Many feel he should have been fired, including moats, but he later backed off of the comment. "All I know is what he did was wrong," Moats said. "He stole a moment away from me that I can never get back. I'm really not the judge on what should happen to him."

There are so many things wrong with this incident on so many levels that it’s hard to pin point just one, so I’ll leave you with this. This is another example of people using their power of authority to treat people any way they see fit. In a few months no one will remember Powell’s name, but they will remember that a police officer in Dallas treated a citizen, that he’s paid to protect and serve, in such a manner.

This type of treatment is nothing new to the community, and it’s really a shame that this type of treatment goes on. It’s also unfortunate for the good police officers in the world, because this incident is a reflection of the entire police force, and it gives them a bad name. The average citizen can’t tell the good cops from the bad cops, which makes every traffic stop, a scary situation for people.

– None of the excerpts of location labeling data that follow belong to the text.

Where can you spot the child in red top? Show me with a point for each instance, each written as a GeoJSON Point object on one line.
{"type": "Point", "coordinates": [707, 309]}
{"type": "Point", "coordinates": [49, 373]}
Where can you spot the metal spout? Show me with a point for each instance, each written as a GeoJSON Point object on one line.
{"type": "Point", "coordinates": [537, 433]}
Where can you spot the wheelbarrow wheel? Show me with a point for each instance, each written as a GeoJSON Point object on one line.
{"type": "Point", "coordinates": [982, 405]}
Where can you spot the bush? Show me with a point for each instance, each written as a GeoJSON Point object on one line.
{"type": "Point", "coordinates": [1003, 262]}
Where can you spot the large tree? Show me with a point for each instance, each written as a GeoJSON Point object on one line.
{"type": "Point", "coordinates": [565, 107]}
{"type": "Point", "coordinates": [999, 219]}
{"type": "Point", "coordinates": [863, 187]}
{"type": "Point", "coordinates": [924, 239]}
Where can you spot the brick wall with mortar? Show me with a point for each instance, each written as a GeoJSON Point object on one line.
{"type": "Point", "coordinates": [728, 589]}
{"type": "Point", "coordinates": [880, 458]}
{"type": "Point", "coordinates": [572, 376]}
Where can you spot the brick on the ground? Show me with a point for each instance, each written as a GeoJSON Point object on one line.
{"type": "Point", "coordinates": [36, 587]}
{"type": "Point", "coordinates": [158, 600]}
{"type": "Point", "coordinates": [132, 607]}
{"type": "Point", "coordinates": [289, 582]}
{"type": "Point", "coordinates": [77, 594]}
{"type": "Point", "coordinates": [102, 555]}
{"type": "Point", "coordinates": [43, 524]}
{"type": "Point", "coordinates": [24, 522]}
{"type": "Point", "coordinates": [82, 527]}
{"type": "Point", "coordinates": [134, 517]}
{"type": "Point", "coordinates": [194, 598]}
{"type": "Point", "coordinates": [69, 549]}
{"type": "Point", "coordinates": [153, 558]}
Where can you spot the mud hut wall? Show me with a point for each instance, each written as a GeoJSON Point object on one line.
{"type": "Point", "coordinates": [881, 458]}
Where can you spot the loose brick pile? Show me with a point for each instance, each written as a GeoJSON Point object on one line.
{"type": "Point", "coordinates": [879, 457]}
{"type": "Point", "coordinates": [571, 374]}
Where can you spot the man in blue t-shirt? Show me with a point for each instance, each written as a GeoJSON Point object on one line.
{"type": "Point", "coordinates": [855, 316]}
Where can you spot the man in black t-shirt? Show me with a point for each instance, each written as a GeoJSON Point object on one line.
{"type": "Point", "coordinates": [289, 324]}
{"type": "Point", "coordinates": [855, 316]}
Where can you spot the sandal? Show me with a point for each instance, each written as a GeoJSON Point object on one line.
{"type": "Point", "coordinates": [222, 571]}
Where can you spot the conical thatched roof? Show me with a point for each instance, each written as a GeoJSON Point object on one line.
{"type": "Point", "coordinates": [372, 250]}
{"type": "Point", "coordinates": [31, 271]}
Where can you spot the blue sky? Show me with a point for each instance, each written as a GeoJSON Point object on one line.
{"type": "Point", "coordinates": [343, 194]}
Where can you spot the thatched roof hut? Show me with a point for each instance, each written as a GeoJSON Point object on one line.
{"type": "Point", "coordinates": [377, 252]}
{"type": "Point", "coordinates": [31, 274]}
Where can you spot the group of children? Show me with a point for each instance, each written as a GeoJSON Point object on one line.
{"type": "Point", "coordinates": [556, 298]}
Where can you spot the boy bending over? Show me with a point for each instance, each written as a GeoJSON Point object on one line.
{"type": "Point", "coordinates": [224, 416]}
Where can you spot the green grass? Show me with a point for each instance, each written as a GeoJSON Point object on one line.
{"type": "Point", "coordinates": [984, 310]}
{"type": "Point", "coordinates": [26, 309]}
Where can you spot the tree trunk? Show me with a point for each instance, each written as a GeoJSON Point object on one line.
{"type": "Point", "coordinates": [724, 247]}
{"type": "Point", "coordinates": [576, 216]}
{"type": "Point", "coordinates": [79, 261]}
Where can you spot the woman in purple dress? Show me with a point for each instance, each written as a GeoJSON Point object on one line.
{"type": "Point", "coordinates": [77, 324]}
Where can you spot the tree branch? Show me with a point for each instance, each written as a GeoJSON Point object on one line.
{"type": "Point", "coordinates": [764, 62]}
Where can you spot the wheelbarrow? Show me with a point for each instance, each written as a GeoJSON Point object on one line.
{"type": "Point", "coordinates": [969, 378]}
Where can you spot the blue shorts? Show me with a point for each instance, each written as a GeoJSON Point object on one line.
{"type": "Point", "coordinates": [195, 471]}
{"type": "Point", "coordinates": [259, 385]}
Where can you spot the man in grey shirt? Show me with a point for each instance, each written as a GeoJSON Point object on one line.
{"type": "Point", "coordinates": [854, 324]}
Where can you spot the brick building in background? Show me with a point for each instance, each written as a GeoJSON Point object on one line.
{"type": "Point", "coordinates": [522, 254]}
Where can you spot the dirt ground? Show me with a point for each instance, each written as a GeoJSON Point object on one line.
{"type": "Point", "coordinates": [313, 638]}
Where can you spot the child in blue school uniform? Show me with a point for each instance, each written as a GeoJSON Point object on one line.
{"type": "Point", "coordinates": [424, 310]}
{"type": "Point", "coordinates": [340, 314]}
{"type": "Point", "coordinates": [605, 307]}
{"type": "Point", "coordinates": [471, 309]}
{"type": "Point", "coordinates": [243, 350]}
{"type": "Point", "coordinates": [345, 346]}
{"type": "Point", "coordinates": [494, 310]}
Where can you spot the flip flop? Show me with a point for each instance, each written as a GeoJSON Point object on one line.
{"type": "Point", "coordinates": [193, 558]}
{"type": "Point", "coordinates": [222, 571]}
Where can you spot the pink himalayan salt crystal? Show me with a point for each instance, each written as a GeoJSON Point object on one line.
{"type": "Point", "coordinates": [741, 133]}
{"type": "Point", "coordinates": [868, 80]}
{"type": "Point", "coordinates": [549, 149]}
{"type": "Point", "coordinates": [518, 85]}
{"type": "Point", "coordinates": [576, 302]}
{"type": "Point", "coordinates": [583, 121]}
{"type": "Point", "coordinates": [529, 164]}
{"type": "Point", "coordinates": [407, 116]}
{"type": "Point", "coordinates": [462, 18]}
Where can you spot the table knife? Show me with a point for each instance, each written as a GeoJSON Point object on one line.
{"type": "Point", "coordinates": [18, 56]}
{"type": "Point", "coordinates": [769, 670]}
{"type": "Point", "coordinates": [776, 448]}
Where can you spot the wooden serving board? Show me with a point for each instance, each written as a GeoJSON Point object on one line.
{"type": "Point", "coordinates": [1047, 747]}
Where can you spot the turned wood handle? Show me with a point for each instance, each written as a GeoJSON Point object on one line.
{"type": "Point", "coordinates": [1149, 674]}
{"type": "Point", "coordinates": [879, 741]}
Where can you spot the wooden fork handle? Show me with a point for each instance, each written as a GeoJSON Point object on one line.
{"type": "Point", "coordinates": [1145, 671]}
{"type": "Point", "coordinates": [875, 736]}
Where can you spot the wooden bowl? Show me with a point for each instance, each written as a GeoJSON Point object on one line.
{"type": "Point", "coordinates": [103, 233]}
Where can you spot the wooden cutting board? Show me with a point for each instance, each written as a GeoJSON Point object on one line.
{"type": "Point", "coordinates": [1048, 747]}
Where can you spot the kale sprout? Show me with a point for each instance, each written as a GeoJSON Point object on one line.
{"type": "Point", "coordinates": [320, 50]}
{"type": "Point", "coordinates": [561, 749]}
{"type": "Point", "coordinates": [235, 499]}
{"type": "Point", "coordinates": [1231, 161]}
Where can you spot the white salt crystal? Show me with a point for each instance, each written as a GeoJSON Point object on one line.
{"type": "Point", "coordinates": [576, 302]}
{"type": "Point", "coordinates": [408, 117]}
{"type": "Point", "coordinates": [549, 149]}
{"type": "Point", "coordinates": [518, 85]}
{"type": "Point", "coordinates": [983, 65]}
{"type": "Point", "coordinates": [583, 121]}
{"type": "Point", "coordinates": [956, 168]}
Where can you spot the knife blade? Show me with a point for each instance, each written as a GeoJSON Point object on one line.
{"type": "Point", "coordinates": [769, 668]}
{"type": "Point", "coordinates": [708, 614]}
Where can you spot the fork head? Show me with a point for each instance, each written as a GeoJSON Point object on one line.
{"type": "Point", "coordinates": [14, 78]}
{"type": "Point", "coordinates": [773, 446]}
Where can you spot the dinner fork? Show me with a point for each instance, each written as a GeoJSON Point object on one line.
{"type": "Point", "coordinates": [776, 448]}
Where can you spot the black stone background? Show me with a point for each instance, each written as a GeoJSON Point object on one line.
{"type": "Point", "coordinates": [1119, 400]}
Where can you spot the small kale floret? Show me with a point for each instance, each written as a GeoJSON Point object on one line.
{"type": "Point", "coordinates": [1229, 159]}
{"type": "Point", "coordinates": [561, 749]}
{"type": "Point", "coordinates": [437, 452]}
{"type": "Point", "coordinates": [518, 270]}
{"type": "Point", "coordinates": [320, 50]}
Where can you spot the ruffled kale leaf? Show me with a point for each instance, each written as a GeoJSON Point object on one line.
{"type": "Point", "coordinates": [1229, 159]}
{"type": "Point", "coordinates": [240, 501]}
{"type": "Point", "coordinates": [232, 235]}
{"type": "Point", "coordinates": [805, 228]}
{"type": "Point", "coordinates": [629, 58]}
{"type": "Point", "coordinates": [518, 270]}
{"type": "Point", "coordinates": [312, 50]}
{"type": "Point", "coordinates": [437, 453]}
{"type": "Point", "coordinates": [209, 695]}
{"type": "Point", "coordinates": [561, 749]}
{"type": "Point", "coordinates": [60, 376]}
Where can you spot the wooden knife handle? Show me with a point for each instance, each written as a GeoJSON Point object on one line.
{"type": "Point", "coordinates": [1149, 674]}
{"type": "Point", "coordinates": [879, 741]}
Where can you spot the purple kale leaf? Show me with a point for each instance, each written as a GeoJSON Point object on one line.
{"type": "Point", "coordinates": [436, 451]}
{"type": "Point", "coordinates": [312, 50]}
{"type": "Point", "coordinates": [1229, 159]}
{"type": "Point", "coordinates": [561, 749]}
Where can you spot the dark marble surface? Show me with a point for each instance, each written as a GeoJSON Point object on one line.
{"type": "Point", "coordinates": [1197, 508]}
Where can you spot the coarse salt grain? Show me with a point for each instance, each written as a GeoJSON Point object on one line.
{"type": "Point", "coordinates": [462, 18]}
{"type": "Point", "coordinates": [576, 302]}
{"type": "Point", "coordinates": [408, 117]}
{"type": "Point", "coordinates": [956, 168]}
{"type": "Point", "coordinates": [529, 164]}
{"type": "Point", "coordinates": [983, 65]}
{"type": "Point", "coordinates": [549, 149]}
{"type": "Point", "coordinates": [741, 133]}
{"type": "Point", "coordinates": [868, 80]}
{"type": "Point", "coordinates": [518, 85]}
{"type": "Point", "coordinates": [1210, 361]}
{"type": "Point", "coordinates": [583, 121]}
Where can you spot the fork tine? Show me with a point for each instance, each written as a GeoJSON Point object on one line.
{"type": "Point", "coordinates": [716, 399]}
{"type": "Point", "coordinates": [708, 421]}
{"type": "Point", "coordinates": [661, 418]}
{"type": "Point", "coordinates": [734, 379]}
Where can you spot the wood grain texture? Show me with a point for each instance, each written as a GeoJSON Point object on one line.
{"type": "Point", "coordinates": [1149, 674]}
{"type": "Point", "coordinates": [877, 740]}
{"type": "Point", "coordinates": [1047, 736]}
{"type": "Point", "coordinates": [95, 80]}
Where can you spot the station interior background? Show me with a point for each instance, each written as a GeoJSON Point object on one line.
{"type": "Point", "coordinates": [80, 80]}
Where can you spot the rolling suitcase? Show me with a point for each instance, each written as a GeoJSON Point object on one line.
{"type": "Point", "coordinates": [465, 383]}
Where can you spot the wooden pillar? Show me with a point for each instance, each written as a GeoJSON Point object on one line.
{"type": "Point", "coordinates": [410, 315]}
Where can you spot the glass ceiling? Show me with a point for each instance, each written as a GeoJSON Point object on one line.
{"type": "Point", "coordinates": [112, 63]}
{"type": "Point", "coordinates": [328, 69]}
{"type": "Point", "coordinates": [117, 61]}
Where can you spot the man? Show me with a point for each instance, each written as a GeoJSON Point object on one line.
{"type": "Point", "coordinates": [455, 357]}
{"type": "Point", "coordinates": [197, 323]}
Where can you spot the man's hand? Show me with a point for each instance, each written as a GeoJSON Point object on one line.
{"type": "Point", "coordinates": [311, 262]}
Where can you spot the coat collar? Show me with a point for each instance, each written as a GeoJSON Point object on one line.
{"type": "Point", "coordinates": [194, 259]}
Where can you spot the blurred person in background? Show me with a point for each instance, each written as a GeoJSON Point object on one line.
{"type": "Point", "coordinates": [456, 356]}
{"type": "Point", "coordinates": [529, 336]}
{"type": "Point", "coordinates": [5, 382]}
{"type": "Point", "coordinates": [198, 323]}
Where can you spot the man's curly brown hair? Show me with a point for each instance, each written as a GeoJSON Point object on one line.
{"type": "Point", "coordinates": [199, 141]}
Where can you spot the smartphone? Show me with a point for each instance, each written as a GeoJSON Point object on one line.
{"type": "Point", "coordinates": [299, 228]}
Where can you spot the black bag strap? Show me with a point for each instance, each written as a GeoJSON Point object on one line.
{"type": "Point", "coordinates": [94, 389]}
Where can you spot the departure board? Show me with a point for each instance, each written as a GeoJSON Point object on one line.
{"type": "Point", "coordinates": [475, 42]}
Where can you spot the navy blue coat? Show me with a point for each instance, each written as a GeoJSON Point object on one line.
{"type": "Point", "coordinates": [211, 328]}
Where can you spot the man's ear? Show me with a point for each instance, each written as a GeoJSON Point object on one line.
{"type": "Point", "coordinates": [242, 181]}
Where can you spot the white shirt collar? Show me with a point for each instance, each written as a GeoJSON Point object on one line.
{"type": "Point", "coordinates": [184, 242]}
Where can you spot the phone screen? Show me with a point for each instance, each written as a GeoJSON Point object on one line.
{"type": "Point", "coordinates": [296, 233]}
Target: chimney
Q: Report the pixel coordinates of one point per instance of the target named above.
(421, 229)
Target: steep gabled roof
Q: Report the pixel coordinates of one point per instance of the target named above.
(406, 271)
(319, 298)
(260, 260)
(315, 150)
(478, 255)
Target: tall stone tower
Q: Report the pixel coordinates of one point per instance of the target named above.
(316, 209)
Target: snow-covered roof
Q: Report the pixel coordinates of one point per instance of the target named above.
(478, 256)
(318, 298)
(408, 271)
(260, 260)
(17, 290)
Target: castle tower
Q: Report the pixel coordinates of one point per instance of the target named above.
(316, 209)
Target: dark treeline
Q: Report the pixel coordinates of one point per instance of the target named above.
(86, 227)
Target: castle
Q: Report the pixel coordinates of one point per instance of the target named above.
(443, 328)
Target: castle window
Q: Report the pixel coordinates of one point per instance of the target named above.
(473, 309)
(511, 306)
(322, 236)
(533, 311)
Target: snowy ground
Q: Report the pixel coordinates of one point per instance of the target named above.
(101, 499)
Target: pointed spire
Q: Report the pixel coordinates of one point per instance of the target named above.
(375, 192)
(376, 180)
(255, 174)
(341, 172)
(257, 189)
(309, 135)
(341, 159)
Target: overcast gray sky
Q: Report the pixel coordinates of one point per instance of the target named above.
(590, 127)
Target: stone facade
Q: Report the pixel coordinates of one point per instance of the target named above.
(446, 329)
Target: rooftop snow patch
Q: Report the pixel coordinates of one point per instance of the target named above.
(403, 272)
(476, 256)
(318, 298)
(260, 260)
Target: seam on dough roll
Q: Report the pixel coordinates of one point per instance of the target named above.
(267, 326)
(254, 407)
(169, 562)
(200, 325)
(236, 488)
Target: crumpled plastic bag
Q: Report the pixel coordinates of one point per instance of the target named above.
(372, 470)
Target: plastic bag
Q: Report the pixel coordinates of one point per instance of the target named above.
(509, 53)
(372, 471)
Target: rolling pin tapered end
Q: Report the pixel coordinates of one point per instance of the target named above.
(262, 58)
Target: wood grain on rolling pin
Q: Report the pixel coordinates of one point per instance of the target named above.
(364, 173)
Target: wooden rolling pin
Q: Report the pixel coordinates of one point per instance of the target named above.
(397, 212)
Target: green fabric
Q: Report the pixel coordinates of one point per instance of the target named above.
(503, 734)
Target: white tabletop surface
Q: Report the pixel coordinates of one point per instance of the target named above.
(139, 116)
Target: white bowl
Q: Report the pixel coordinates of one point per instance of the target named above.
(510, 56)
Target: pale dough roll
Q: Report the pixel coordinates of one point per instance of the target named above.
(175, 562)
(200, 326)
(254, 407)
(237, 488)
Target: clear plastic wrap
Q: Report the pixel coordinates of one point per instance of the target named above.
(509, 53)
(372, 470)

And though the apology was better than nothing being said at all, there comes a point when the apologies just get old. At some point in time police departments across the nation need to really take a look at some of the people they’re giving guns and badges to. From the incident in Washington where the teenage girl was beaten by officers, to the young man in California who was handcuffed and then shot in the back by an officer. More than an investigation, and suspension needs to happen to the officers who abuse their power.